川上先輩の優しい簿記の復習時間③
川上先輩は、早速説明に戻ろうとした。
「先輩」
五島さんが声を出した。
僕らは五島さんが声を出すのが意外だったため、彼女の方に視線をやった。
「どうかした?」
「お花を摘みにいきたいです」
一瞬なんのことだかさっぱりわからなかった。
学校でお花を摘みに行ける場所なんてないだろう。
「いいわよ。いってらっしゃい」
「ありがとうございます」
五島さんは、ゆっくりと椅子から立ち上がりそのまま教室を出ていった。
「まぁ、確かにさっきから喋りっぱなし聞きっぱなしだったし。この辺りで少し休憩しましょうかね」
川上先輩は持っていた黒いホワイトボード用のマジックを、ホワイトボードに付属している受け皿に置いて、近くの椅子に座った。
「ねぇ、四分一さん。さっきの話ってなんだったの? 五島さんの話。本当にお花を摘みに行ったの?」
僕は、五島さんならお花を摘みに行きかねないと思っている。
「ああ、違うよ。あれは......」
「お手洗いに行ったのよ。トイレトイレ」
川上先輩は、カバンから水筒を取り出して、水筒のフタ兼コップに水筒の中身の暖かいお茶を注いだ。
「お手洗い?」
「そう、お手洗い。意外と境くんはウブなのね。女性が、お花を摘みたいだの、お化粧を直したいだの言い出したら、お手洗いに行きたい時ってことよ」
なんとなく、後者はわかる気がした。
しかし、前者の意味はわからなかった。その後、この話を広げるのもどうなのかと思い、僕はとりあえず納得した形にした。

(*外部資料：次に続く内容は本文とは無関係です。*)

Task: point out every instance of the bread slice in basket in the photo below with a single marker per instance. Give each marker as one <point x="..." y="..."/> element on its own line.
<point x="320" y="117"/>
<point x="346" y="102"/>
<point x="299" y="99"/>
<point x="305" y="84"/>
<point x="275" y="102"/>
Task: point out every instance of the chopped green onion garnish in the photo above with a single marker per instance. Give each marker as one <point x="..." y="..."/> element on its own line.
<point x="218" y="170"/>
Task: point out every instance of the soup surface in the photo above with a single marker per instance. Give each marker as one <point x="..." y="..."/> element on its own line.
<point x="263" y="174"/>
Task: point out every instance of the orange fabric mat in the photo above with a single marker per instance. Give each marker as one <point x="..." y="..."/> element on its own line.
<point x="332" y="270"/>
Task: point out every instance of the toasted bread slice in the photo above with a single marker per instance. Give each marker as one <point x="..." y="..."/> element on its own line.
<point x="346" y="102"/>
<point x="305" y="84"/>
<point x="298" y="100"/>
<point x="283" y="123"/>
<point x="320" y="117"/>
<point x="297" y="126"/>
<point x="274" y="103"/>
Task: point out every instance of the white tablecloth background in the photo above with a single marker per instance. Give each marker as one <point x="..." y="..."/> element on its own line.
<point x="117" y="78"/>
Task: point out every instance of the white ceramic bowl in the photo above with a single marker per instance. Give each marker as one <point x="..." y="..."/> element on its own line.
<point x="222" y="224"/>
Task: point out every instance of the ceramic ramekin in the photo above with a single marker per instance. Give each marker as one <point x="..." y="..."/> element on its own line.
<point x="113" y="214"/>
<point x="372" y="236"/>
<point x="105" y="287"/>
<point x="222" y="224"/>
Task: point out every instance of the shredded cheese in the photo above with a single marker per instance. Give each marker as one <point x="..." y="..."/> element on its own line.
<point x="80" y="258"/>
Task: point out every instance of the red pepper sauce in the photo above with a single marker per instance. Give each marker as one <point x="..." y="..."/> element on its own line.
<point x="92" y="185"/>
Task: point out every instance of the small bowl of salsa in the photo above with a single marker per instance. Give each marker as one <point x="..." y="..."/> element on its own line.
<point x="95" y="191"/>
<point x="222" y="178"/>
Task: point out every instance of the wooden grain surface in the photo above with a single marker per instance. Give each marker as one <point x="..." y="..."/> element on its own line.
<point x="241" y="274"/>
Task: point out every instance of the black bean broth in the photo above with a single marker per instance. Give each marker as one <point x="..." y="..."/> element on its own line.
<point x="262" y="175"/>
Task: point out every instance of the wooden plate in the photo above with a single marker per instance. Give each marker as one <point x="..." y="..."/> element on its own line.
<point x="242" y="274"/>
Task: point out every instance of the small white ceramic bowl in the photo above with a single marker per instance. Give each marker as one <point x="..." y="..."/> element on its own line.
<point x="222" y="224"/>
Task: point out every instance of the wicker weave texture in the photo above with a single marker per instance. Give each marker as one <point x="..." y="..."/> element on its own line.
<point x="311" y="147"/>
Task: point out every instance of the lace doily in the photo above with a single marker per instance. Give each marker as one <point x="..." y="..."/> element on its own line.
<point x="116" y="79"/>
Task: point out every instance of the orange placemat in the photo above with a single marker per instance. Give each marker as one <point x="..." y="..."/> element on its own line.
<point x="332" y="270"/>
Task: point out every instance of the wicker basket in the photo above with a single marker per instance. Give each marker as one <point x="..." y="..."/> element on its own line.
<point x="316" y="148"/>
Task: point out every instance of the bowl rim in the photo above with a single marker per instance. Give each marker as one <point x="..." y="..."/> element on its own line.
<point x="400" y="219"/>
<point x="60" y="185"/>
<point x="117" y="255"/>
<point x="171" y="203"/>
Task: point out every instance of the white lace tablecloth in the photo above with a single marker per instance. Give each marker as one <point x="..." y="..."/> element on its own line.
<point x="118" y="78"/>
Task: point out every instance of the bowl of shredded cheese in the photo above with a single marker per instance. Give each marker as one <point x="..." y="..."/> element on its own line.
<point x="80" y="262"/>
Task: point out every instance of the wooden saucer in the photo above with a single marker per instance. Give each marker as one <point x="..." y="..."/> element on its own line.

「そういえば、四分一さんの自己紹介ってまだだったわね」
「ああ、確かに。四分一なつみです。なつみはひらがなです。この高校に入ったのは、将来自分のカフェを開きたいと思って入りました。経営とか学びたくて」
「あら、いいわね。カフェ。美味しいラテとケーキ食べたくなってきちゃった」
「そうですよね!」
四分一さんは、目を輝かせながら川上先輩をじっくりと見つめた。川上先輩は、それに気づいて「ははは」と苦笑いをした。
「でも、なんでこのプレゼン部に入ろうと思ったの? あんな部活動紹介をしたら、人なんて集まらないと思っていたわ。特に女の子なんて入ってくるなんて思っていなかったもの」
こっそり部活動紹介の時の出来事について愚痴をこぼしたが、当の本人は机に突っ伏して寝ていた。
部活動であるから、寝るのも起きるのも自由なのだろう。運動部と違って、上下関係はそこまで重要視されない気がした。
「入ろうと思った理由は......その......境くんが誘ってくれたんです」
なぜか、四分一さんは恥ずかしそうにその事実を伝えた。僕の誘い方がまずかったのだろうか。夜景が見える展望台で、二人っきりの時に誘ったからだろうか。夕暮れの河川敷で、泥だけになったライバル同士が友情を確かめあうのと同じくらい定番だと思っていたのだけれど。
「あら。境くん。あなたやるわね。そんな男だなんて思ってなかったわよ」
「どんな男だと思ってたんですか全く」
「こんな子を口説くなんてね」
「く、口説いてなんていないですよ!」
「そういう意味で言ってないわよ。冷静になりなさいって」
川上先輩の「口説く」の意味は、説得の意味で使ったようだった。
僕は、てっきり四分一さんを口説いて、自分の恋人にした、という意味で使われているのかと勘違いをした。その後、顔が真っ赤になって暫く喋れなかったのは言うまでもない。
「中学校の頃は、部活動とかやってなかったの? 運動部とかに入ってそうに見えたけど」
「陸上やってました。主に中長距離で。でも陸上は中学校で辞めて、高校では違うことをしようと思ってました。ランニングとかはこれからは趣味でやろうかなと思ってます」
「体力には自信があるということでいいかな?」
いつの間にか、寝ていたはずの相沢先輩が目を開けて四分一さんに向かって喋っていた。
「え、ええまぁ。それなりに体力はある方だと思いますが......」
四分一さんが返事をした頃には、相沢先輩のまぶたは閉じてこちらを見ていた。どうやら覚醒には至ってはいなかったようだ。しかし、四分一さんの返事を聞くと、相沢先輩は広角をあげて少しにやけた。そして、ふたたび机に突っ伏して寝てしまった。
「いつも、あんな感じなんですか」
四分一さんは、川上先輩に尋ねた。
「あんな感じよ、いつも。とにかく変人なのよコイツ。昔は普通だと思ってたんだけどね......。簿記1級の勉強し始めたあたりから、なんか人が変わり初めたのよ」
簿記1級とは人を変えるのか......僕は、少し恐ろしくなった。